Nancy A. Daly
Rm. NE43-606, Spoken Language Systems Group, Lab. for Comput. Sci., MIT, Cambridge, MA 02139
Extemporaneously generated speech often contains verbal hesitations, filled pauses and unfilled pauses, reflecting the speaker's uncertainty in formulating sentences, as in ``Where iiiiiis um the nearest bank.'' This study attempts to describe their acoustic properties using a subset, consisting of 3167 utterances from 66 speakers, of the spontaneous speech voyager urban navigation corpus, based on time-aligned orthographic and phonetic transcriptions. There are 564 verbal hesitations, 2518 unfilled pauses, and 148 filled pauses, and they are concentrated in 49.6% of the corpus utterances. 74.4% of the unfilled pauses occur in isolation, and their durations are longer when they cooccur with verbal hesitations and filled pauses by 46.1% and 363.9%, respectively.
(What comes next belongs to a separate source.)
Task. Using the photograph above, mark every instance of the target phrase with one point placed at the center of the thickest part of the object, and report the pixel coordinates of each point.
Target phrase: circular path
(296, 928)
Over 70% of the verbal hesitations and filled pauses are followed by unfilled pauses, and they are longer than their isolated counterparts. Thus the results suggest that there may be a mutually enforcing effect among these acoustic events. An attempt has been made to identify verbal hesitations and filled pauses based on relative duration, proximity to silence, and relative mean F[sub 0] , using regression tree analyses, and a classification accuracy of approximately 70% on unseen data has been achieved.